So there it is: New Look Sabres 2019 Free Agency! Well… how about some fun signings not related to the Sabres? Even after the Leafs traded away Nazem Kadri for a decent to good defenseman there are still smart folks up there saying the Leafs are worse man-for-man compared to last year. Delicious! Robin Lehner openly declared his displeasure for how the Islanders let him go before signing with the Chicago Blackhawks. That’s interesting on two levels because the Isles probably aren’t done this offseason in a big way and Lehner now goes from a great defensive team on Long Island to a very porous defensive system in Chicago. We’ll see how it works out for him; I kinda want him to succeed still but one way or another we’ll see if last season was a fluke or not. Tyler Ennis singed with the Ottawa Senators. That maybe the one weirder jersey to see him in then Toronto. Finally Mike Smith goes from Flames to Oilers while Cam Talbot goes from Oilers to Flames. Should we call that Albertan Roulette? Bringing back home to Buffalo please like, share and comment on this blog. Get that hype going for the new season.
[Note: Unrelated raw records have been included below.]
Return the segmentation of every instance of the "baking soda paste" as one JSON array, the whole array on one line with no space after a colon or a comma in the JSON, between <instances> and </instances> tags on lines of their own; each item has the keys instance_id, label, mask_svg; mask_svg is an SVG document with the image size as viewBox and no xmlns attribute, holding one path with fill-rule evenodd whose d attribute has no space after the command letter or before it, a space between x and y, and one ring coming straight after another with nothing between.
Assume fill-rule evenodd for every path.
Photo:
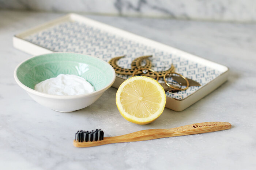
<instances>
[{"instance_id":1,"label":"baking soda paste","mask_svg":"<svg viewBox=\"0 0 256 170\"><path fill-rule=\"evenodd\" d=\"M61 74L35 85L35 90L48 94L71 95L89 93L94 87L82 77L72 74Z\"/></svg>"}]
</instances>

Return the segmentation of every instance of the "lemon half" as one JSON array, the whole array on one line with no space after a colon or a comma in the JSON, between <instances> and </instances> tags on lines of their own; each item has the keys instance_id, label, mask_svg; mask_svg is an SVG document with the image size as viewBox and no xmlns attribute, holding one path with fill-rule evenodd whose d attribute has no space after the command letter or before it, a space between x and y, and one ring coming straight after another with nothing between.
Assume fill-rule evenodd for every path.
<instances>
[{"instance_id":1,"label":"lemon half","mask_svg":"<svg viewBox=\"0 0 256 170\"><path fill-rule=\"evenodd\" d=\"M116 102L126 120L146 124L154 121L163 112L166 96L157 81L148 77L136 76L121 84L116 93Z\"/></svg>"}]
</instances>

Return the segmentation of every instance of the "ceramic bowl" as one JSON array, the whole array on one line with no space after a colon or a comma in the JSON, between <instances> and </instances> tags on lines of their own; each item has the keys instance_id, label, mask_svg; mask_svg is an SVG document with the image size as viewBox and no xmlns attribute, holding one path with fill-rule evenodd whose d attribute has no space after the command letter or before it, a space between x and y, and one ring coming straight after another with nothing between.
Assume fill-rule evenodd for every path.
<instances>
[{"instance_id":1,"label":"ceramic bowl","mask_svg":"<svg viewBox=\"0 0 256 170\"><path fill-rule=\"evenodd\" d=\"M35 90L37 84L61 74L85 78L95 91L85 94L59 96ZM53 53L35 56L19 64L14 71L17 83L36 102L61 112L70 112L92 104L113 84L115 71L108 63L77 53Z\"/></svg>"}]
</instances>

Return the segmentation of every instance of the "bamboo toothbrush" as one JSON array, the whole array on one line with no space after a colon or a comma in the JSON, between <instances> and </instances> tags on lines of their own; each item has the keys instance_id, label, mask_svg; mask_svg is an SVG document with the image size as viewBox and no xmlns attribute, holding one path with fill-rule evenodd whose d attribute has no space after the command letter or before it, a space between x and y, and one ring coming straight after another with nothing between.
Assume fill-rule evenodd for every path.
<instances>
[{"instance_id":1,"label":"bamboo toothbrush","mask_svg":"<svg viewBox=\"0 0 256 170\"><path fill-rule=\"evenodd\" d=\"M79 131L76 134L74 145L76 147L95 146L115 143L135 142L162 138L192 135L229 129L231 124L228 122L211 122L199 123L169 129L154 129L141 130L117 137L103 138L100 129L91 131Z\"/></svg>"}]
</instances>

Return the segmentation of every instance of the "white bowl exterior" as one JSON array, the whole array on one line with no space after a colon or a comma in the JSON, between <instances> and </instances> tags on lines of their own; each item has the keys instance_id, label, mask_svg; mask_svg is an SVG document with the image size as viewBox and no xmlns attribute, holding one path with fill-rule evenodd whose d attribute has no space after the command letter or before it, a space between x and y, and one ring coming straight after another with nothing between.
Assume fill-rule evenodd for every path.
<instances>
[{"instance_id":1,"label":"white bowl exterior","mask_svg":"<svg viewBox=\"0 0 256 170\"><path fill-rule=\"evenodd\" d=\"M44 106L61 112L71 112L91 104L101 96L103 92L93 96L71 99L46 98L27 92L35 101Z\"/></svg>"}]
</instances>

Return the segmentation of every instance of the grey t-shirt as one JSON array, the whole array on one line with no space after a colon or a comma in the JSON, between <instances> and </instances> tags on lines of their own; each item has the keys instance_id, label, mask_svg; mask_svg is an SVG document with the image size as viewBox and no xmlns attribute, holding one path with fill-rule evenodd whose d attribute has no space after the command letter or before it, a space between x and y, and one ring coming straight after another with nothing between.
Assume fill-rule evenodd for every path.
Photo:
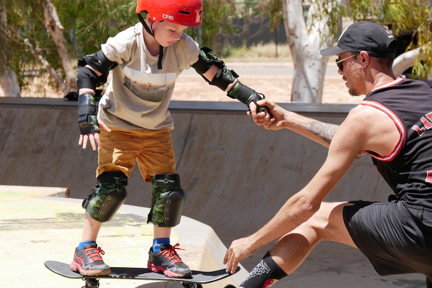
<instances>
[{"instance_id":1,"label":"grey t-shirt","mask_svg":"<svg viewBox=\"0 0 432 288\"><path fill-rule=\"evenodd\" d=\"M198 45L183 33L163 50L162 69L144 43L139 23L101 45L105 56L118 64L99 101L98 117L109 127L121 129L172 129L168 105L175 79L198 60Z\"/></svg>"}]
</instances>

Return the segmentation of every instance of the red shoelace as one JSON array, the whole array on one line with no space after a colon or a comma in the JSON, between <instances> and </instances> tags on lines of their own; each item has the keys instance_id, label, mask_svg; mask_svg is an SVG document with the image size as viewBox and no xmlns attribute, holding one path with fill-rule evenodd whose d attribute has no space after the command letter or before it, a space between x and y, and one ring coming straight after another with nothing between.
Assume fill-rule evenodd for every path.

I won’t be writing much on this blog until late August, but I think that’s okay because we all could use a break from Hockey. Also if you really want my Sabres takes you can always get them @UttaroSports on twitter. In the meantime, enjoy the summer! Let’s Go Buffalo!
Thanks for reading.
P.S. Linus Ullmark was among the Sabres who filed for salary arbitration. I could’ve used this PS to talk about Remi Elie electing for arbitration which is much more humorous but Ullmark is my boy, so I hope everything goes over well for him come these hearings in… August. Huh. Let the long summer begin!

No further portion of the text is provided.